Forest impact: fragmentation of forest will occur when the pipeline, as projected, will move through Hexenkopf Slopes, a unique area cited by Lehigh Valley Planning Commission as an “important natural area.” In this one place (of the MANY places to which PA and NJ residents have alerted you) an estimated 3 Acres of trees will have to be cut (= oxygen for 54 people for a year); in addition, thanks to chemical herbicides in the trench, many nearby trees will die as well. Trees contribute heavily to reducing the carbon dioxide produced by human activity by converting it to the oxygen we breathe. Forests reduce storm water runoff and erosion as well as wind damage.

The steep slopes: the pipeline must drop from an escarpment on the Slopes down a 30% grade to private properties below, which are already subject to a runoff and erosion due to a prior pipeline (the Columbia gas line). With the removal of additional trees and the extreme disturbance of soil — drilling through rock, digging the pipeline route, and compaction of soil from heavy machinery – the erosion and runoff will be extremely exacerbated. During the storms of 2005, 2006, and 2012 runoff was so heavy it drove piles of loose stones from an access road off onto the very busy Raubsville Rd. and onto the farmland across Raubsville Rd. Trees intercept gallons and gallons of water, preventing flash flooding. Once this 100-foot wide track is compacted, runoff will not be able to be stopped. The effects will be cumulative and permanent. Our downhill neighbors’ residences will be horribly damaged.

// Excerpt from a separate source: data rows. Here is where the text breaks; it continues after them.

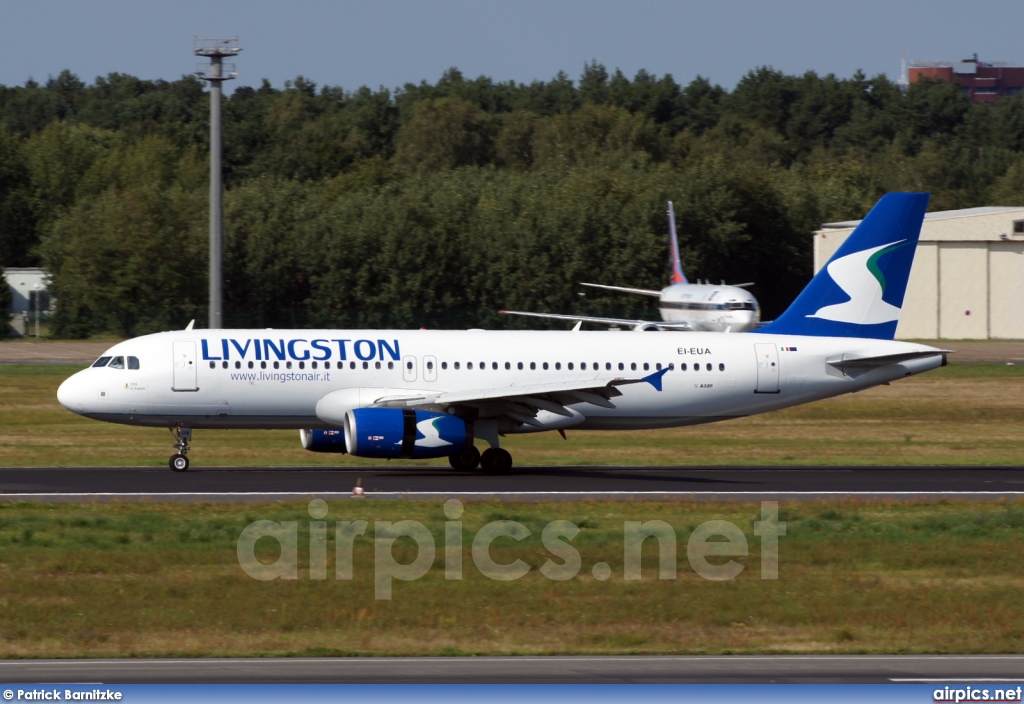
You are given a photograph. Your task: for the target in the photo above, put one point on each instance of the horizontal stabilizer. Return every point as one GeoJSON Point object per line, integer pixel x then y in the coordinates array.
{"type": "Point", "coordinates": [855, 362]}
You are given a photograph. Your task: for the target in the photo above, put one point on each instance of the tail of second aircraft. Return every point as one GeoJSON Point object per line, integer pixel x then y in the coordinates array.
{"type": "Point", "coordinates": [677, 270]}
{"type": "Point", "coordinates": [859, 293]}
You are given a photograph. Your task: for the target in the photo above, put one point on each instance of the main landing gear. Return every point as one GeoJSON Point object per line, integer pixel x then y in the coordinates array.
{"type": "Point", "coordinates": [179, 462]}
{"type": "Point", "coordinates": [494, 459]}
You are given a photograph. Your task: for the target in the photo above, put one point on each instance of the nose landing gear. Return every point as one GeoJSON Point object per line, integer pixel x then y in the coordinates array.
{"type": "Point", "coordinates": [179, 462]}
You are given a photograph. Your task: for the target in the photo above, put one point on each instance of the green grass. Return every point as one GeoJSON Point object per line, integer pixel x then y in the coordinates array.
{"type": "Point", "coordinates": [135, 580]}
{"type": "Point", "coordinates": [963, 413]}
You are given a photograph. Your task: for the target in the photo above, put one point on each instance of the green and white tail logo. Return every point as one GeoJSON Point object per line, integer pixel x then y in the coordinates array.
{"type": "Point", "coordinates": [860, 277]}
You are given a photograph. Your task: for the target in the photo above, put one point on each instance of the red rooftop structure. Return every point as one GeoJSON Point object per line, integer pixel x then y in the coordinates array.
{"type": "Point", "coordinates": [980, 81]}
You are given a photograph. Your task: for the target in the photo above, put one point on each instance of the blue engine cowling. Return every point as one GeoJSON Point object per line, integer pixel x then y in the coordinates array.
{"type": "Point", "coordinates": [401, 433]}
{"type": "Point", "coordinates": [330, 440]}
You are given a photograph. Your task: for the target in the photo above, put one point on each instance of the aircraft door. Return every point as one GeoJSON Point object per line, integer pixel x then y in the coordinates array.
{"type": "Point", "coordinates": [767, 354]}
{"type": "Point", "coordinates": [409, 368]}
{"type": "Point", "coordinates": [184, 365]}
{"type": "Point", "coordinates": [430, 368]}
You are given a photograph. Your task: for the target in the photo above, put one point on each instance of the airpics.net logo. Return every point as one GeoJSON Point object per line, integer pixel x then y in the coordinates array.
{"type": "Point", "coordinates": [710, 548]}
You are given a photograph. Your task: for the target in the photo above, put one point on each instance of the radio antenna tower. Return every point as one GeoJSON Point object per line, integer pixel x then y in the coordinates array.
{"type": "Point", "coordinates": [216, 73]}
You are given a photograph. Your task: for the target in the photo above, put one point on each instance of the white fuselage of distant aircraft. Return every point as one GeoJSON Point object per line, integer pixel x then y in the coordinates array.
{"type": "Point", "coordinates": [684, 306]}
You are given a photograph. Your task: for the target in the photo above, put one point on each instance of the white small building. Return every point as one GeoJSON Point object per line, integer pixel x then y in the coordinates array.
{"type": "Point", "coordinates": [968, 275]}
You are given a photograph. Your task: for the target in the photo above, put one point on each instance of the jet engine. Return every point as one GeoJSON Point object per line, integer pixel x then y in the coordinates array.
{"type": "Point", "coordinates": [330, 440]}
{"type": "Point", "coordinates": [402, 433]}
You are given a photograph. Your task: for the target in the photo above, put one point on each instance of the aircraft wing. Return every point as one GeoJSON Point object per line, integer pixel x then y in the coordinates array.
{"type": "Point", "coordinates": [522, 403]}
{"type": "Point", "coordinates": [627, 290]}
{"type": "Point", "coordinates": [626, 322]}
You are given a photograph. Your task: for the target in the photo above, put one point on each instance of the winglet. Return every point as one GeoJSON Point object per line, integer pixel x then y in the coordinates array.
{"type": "Point", "coordinates": [655, 379]}
{"type": "Point", "coordinates": [677, 270]}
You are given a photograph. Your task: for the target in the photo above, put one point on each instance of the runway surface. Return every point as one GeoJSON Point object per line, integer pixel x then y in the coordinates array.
{"type": "Point", "coordinates": [578, 669]}
{"type": "Point", "coordinates": [558, 483]}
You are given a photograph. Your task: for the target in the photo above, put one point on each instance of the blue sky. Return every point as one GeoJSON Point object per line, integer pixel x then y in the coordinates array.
{"type": "Point", "coordinates": [391, 42]}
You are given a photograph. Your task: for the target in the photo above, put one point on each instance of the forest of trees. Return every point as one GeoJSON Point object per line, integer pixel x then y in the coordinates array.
{"type": "Point", "coordinates": [437, 205]}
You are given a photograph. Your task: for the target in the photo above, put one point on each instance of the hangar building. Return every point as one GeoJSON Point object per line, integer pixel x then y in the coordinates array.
{"type": "Point", "coordinates": [968, 275]}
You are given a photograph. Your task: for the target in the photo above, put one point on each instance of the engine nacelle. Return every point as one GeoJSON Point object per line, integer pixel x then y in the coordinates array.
{"type": "Point", "coordinates": [330, 440]}
{"type": "Point", "coordinates": [402, 433]}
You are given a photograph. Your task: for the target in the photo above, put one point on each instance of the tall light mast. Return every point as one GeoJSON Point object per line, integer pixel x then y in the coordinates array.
{"type": "Point", "coordinates": [216, 73]}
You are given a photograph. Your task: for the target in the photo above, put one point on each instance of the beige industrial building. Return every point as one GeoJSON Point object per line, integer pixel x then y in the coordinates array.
{"type": "Point", "coordinates": [968, 275]}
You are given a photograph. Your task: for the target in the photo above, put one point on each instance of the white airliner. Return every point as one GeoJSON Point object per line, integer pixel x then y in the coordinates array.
{"type": "Point", "coordinates": [421, 394]}
{"type": "Point", "coordinates": [684, 306]}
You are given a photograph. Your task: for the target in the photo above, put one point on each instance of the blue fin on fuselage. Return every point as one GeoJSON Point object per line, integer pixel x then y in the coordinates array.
{"type": "Point", "coordinates": [859, 293]}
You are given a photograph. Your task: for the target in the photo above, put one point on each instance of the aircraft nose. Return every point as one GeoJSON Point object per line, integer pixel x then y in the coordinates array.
{"type": "Point", "coordinates": [72, 392]}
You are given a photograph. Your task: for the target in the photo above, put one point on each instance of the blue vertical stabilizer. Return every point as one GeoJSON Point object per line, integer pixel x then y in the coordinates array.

To make matters worse, the Hexenkopf tracts through which the line passes have been preserved under Open Space programs with the County and the Township; the pipeline thus obviates the will of the people in preserving a natural climate-controlling carbon dioxide-to-oxygen mechanism. This is an unlawful taking by a private company for its own profit-making purposes and renders the land virtually worthless.

The forest is home to flora and fauna that will lose habitat because no tree is permitted to grow on the right of way, and studies show that invasive plants are the flora that manage to live on such disturbed soil. Native fauna do not eat the invasives. A study of the impact on native- dwelling and migratory birds and other wildlife needs to be made to assure they are not adversely impacted.

With the blasting that will be required to bring a 36” diameter pipe over a granite outcropping and down a 30% grade, there can be untold damage to groundwater/aquifers in the region, aquifers that feed local wells. A very large percentage of the population of Williams Township derives their water from wells or springs. And where would all the rocks from the blasting be placed? On areas where even those piles kill the protective vegetation that has grown there for thousands of years?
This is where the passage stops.